While I want to believe I can and will change, I'm not convinced that I could switch factions without lingering feelings of regret regarding my decision, as well as estrangement between me and my new community members. Obviously, I really don't have a concrete answer for this series of esoteric questions, but meditating on them gives me hope and keeps me positive; small changes are possible, but permanently amending innate mannerisms, what we bring as Beings into this life, are not likely to leave us without significant motivation. 

That's Just Candor
The answer to this one is simple for me. While others may choose to be victims of their intrinsic personality traits and/or expect to be pardoned using their faction's celebrated characteristics, relying on the assumption that they just don't know any better, I choose to take responsibility for mine independent of any societal-imposed identity. Critically, this does not mean that I always act and speak with a high degree of decorum. Conversely, anyone who has interacted with me for more than 5 minutes will tell you otherwise; and yes, I often make questionable decisions.  I strive to avoid excusing my behavior, however; I'd rather accept the consequences on my own terms and live them out knowing it's what I deserve. This is the only way I can hope to learn from poor behavior and mistakes in general.

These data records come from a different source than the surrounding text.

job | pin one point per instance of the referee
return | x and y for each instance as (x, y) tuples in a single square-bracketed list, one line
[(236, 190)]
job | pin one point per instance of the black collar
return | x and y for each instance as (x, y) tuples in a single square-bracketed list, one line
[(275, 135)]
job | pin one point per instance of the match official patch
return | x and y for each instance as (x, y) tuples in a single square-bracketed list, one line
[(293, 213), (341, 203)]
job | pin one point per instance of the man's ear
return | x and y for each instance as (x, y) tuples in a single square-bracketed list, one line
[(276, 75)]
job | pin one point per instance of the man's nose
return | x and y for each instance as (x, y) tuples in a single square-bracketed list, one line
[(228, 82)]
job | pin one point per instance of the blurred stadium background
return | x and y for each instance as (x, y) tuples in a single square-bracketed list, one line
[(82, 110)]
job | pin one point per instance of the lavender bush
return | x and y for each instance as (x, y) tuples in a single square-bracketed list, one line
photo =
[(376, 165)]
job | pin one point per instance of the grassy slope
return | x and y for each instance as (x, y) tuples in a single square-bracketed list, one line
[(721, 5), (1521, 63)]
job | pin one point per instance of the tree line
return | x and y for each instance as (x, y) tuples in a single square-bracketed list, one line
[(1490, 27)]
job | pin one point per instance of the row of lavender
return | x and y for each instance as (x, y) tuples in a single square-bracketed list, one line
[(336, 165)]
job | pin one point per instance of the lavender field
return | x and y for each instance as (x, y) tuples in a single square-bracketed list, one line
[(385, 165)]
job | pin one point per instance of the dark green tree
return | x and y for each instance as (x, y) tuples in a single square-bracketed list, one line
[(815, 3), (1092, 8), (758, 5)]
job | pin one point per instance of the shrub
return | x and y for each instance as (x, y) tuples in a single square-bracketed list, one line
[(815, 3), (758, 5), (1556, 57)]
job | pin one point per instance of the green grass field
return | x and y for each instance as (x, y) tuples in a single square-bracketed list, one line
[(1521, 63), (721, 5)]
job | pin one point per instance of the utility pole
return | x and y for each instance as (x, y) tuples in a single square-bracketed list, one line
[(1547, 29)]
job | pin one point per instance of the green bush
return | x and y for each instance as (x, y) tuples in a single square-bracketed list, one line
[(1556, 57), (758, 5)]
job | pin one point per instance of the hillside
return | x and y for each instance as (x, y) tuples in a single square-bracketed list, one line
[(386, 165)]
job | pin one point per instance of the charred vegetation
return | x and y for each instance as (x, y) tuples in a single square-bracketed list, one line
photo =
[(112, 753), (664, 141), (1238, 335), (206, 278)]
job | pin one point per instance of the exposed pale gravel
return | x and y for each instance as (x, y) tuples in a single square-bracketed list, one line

[WARNING: ADULT LANGUAGE AHEAD]
Here's a fun example: I love saying Fuck; it's without a doubt my favorite word. It's versatile and, for me, bestows humor unto otherwise mundane conversations. This partiality is mainly due to my beloved Grandfather's impressive, albeit excessive, use of the word which imparted a fondness that I find increasingly difficult to uproot. I learned the word young and its use has been a quintessential aspect of my language since I was 5 years old; and though my overuse of the word has certainly done me more harm than good, its place in my vernacular has remained steadfast. Recently, due to a plethora of reasons, I've become almost committed to cutting it from my vocabulary. Now on Earth, if there were factions, my faction of origin would be best described as "White Trash." Yes, identifying myself as White Trash would excuse my chronic use of this otherwise distasteful and inadmissible word, but since I chose to leave that identity behind many moons ago (and I didn't need an aptitude test to tell me to leave), allowing this aspect of that identity to persist is hardly acceptable. Besides, I don't say Fuck because my family uses it, I say it because I CHOOSE to keep using it. I'll own it's proving to be an extremely difficult habit to break, but I will persist until I eventually succeed or I end up saying "Fuck it." Yet, I will never excuse the behavior based on anything other than my own decision to keep saying it regardless of its negative connotations.

What's interesting is that in reading this through I'm now coming to realize why I don't feel like I fit in anywhere, and never really have; I seek continual changes within my personality in the endless pursuit of self improvement. I've never felt like I belonged where I came from, nor do I feel like I fit in where I am now; perhaps this is what provoked my decision to become a Kiwi. In the end the result is that I'm cautious of societies that share my own characteristics, but neither do I feel part of any other community; their innate behaviors something I can not replicate.  Truly, I'm factionless.